Message… in a bottle

Ce métier, c’est un peu comme lire un livre dont les premiers chapitres s’effacent au fur et à mesure qu’on avance dans la lecture. De plus, ma faculté d’oubli me semble parfois supérieure à ma capacité d’apprendre; aussi, j’ai le regret de vous dire que je ne me rappelle plus, à l’heure où je vous parle, du goût exact des Santenay 2006 que j’ai dégustés en 2008. Ni des Saint-Emilion 2005 que j’ai appréciés en 2009. Je peux relire mes notes, bien sûr. Mais cela ne me dit pas grand chose sur ce que valent ces vins aujourd’hui.

Notre ami Marc Vanhellemont, il y a quelque temps, s’est penché sur l’état de conservation des Châteauneuf-du-Pape de 2004 – et si ma mémoire est bonne, il a été agréablement surpris par la qualité de ce millésime, pourtant décrié dans sa jeunesse, coincé qu’il était entre le monstruoso 2003 et le prometteur 2005. Le temps a passé, permettant de remettre en perpective les mérites comparés de ces millésimes.

J’appelle de mes voeux d’autres expériences du même genre.

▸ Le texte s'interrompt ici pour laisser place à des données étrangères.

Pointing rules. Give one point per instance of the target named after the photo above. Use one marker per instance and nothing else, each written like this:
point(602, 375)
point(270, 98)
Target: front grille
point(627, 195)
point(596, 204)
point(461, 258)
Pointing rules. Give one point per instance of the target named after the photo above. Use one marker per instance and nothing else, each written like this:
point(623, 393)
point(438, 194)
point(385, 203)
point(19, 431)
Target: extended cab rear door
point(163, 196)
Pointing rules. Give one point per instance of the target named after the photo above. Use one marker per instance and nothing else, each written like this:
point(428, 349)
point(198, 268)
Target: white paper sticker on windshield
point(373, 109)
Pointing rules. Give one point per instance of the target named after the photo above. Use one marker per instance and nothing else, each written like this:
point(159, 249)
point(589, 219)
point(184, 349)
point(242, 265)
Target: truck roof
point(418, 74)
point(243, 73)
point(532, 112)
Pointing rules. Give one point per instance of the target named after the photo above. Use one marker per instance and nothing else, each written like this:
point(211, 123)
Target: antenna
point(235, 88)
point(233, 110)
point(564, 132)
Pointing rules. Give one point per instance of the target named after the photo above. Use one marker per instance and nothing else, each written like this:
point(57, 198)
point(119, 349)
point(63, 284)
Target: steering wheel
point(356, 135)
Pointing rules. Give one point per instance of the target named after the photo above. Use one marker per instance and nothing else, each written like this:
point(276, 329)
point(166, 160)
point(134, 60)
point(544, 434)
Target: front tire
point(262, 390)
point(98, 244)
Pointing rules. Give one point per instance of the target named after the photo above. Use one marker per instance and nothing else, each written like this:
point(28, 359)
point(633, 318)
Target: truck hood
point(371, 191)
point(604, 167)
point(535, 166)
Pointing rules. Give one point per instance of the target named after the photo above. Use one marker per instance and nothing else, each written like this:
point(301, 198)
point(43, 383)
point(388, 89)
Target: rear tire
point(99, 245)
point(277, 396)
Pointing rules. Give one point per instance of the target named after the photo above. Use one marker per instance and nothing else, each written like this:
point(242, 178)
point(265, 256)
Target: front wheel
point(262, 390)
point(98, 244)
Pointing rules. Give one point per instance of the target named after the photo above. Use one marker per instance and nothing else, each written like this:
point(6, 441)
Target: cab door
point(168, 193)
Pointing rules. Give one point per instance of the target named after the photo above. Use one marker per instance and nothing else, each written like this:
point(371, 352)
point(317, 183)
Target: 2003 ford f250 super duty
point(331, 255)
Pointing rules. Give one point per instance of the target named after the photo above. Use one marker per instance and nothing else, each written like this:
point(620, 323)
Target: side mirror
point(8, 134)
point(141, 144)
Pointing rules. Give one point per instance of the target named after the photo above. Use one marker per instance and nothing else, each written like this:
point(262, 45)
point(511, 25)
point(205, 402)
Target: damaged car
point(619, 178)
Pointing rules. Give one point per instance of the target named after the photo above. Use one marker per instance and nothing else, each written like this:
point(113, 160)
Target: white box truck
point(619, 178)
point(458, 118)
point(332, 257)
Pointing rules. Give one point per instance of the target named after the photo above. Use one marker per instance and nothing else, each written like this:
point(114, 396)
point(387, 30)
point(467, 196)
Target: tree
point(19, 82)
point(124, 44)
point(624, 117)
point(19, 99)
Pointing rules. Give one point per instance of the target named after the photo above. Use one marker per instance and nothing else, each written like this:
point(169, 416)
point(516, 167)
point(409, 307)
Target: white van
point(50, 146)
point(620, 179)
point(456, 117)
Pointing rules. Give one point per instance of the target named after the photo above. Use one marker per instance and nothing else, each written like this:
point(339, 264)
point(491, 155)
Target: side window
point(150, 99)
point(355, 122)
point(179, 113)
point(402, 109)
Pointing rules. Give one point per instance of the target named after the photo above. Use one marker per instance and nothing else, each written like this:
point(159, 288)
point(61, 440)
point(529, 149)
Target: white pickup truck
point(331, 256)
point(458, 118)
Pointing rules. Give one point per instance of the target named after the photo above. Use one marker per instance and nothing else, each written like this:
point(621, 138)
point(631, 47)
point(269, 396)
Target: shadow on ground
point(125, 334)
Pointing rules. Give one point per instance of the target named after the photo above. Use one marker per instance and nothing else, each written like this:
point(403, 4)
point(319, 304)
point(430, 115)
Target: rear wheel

Je lance donc un message (in a bottle) à tous les comités, interprofessions et producteurs individuels; primo, pour qu’ils pensent à mettre de côté des flacons de chaque millésime; secundo, pour qu’ils les conservent dans de bonnes conditions); et tertio, pour qu’ils les incluent de temps à autre dans des dégustations, au côté de leurs derniers « poulains ». Nous pourrons ainsi mieux aider l’oenophile dans son choix cornélien:  « Dis moi, bouteille, qui est la plus belle aujourd’hui? T’ouvrirai-je, ne t’ouvrirai-je pas? »

Je suis d’autant plus persuadé que c’est la chose à faire que les progrès accomplis dans l’oenologie (notamment la maîtrise des température au chai et en cave) ont grandement amélioré la conservation des vins. Plusieurs dégustations réalisées à l’occasion d’anniversaires d’appellations (à Vacqueyras et en Languedoc, notamment, ces dernières années), ont mis en évidence un saut qualitatif; le début des années 2000 constitue une sorte de charnière, à ce titre.

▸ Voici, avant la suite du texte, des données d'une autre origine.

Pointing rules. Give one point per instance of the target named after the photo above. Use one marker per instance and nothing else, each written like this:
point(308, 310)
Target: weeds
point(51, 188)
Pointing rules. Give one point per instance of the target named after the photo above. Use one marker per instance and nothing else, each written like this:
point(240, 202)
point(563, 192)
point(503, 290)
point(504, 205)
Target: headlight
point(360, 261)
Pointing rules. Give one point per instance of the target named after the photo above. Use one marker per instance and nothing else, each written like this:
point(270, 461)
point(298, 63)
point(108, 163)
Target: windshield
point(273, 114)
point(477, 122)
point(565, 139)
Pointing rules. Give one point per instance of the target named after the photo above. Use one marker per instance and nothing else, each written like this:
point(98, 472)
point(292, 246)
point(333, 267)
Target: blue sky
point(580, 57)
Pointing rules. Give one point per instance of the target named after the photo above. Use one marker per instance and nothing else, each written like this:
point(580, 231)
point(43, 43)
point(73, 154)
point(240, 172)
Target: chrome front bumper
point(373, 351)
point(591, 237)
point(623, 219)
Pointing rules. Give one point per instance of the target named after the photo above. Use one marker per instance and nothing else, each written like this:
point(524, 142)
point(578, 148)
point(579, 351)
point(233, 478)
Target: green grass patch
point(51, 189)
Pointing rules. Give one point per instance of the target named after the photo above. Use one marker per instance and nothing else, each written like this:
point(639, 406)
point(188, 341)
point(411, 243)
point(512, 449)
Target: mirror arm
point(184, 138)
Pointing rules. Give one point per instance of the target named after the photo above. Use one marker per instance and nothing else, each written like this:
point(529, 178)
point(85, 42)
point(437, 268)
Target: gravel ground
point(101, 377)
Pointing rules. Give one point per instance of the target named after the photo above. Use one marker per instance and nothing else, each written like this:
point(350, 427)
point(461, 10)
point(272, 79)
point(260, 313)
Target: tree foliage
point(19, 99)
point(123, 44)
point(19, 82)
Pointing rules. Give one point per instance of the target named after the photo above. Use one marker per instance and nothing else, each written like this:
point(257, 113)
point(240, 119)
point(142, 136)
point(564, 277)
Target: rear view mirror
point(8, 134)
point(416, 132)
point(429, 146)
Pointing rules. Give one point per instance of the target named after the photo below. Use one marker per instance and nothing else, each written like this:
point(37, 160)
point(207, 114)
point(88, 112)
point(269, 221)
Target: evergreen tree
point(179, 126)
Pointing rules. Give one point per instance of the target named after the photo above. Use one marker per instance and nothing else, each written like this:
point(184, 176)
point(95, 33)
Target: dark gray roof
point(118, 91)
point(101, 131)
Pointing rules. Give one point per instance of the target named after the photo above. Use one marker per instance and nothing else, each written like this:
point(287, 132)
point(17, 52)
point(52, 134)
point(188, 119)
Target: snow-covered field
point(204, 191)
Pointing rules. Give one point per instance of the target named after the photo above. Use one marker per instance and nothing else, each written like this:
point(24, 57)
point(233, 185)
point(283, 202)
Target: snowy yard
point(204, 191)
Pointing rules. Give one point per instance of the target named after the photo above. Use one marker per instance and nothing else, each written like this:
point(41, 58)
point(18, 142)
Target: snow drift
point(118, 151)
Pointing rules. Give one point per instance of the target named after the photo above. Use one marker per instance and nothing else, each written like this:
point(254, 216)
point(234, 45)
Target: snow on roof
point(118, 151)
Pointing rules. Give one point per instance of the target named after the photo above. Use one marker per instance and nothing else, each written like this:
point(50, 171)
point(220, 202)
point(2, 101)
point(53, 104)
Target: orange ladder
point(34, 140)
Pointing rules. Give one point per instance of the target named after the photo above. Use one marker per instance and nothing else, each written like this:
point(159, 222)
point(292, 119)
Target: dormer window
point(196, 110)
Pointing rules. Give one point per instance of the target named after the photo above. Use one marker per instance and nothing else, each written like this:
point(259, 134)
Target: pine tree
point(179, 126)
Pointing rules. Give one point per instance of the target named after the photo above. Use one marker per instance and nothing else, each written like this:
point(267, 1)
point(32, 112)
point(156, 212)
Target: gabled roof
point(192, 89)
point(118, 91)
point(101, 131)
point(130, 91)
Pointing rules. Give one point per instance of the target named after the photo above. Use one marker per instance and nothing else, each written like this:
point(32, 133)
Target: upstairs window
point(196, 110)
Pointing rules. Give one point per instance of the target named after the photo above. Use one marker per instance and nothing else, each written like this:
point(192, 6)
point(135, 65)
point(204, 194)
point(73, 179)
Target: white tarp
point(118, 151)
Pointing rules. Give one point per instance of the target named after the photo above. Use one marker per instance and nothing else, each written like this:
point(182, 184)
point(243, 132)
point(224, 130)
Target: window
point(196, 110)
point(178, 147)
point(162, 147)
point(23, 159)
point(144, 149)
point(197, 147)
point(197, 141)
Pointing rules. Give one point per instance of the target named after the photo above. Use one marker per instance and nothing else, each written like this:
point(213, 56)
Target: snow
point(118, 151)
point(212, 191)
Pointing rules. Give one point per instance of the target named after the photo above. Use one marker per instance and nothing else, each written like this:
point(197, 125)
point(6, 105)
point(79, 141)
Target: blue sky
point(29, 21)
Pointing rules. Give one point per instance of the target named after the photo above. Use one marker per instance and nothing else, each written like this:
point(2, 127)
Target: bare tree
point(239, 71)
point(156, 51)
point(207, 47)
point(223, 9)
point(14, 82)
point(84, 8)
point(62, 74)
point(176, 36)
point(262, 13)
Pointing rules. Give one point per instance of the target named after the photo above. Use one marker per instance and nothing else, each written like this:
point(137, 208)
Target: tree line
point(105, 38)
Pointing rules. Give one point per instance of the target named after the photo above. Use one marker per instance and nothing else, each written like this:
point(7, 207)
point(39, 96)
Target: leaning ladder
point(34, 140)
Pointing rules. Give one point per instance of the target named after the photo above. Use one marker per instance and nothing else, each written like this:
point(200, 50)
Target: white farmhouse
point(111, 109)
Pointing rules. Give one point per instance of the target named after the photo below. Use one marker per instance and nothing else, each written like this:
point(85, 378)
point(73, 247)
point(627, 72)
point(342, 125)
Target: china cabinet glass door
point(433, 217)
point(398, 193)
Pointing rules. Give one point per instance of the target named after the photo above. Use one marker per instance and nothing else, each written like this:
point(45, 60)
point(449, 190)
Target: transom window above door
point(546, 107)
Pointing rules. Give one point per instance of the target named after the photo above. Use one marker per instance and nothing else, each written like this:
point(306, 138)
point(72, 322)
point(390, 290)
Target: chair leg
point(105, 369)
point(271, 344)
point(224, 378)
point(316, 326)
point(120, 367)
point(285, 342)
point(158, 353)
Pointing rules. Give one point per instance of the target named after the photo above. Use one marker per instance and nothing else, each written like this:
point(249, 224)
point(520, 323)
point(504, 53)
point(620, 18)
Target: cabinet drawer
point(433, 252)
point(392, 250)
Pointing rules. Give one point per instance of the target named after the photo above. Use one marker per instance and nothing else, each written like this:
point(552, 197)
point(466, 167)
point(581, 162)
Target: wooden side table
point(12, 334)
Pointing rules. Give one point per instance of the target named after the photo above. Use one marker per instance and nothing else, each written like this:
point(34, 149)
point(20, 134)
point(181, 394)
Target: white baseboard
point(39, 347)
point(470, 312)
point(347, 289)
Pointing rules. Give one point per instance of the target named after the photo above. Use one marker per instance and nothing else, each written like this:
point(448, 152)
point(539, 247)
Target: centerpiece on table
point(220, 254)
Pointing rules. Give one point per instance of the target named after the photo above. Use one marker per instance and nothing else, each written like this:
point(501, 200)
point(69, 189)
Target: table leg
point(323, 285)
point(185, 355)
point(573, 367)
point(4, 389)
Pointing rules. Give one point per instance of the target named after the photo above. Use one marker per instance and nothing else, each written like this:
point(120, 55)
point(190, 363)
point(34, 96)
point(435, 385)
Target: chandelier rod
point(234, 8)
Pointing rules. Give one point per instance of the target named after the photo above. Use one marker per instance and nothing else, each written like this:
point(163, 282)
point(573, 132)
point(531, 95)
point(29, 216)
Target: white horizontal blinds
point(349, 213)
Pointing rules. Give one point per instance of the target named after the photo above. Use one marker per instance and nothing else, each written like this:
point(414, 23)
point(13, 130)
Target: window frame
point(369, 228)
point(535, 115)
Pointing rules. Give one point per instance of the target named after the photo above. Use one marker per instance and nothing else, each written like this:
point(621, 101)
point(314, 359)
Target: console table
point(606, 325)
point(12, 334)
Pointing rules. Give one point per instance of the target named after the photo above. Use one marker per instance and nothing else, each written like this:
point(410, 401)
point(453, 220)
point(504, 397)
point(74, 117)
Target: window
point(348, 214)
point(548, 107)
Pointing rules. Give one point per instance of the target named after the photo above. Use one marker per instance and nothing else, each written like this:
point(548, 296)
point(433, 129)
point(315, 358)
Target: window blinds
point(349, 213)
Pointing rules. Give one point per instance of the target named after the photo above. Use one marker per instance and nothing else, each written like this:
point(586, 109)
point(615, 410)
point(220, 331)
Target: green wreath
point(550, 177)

Les vins plus anciens sont rarement délectables, même dans les appellations de prestige (il y en a, mais il sont minoritaires); dans les vins plus récents, par contre, le pourcentage de bonne conservation, et même, de bonification des vins, est beaucoup plus élevé. Et ce, même dans les appellations moins cotées. En clair: j’échangerai volontiers un Mouton-Rothschild 1985 (que je n’ai pas) contre un Clos Centeilles 2001.

Le début de la décennie 2010 est sans doute une autre charnière; c’est en effet à partir de ce moment, il me semble, que les symptômes de la grave maladie de l’extraction, dont j’ai pu encore constater les ravages dans des vins pourtant très chicos du Nouveau ou de l’Ancien Monde, lors du dernier Austrian Wine Summit, semble s’être atténués.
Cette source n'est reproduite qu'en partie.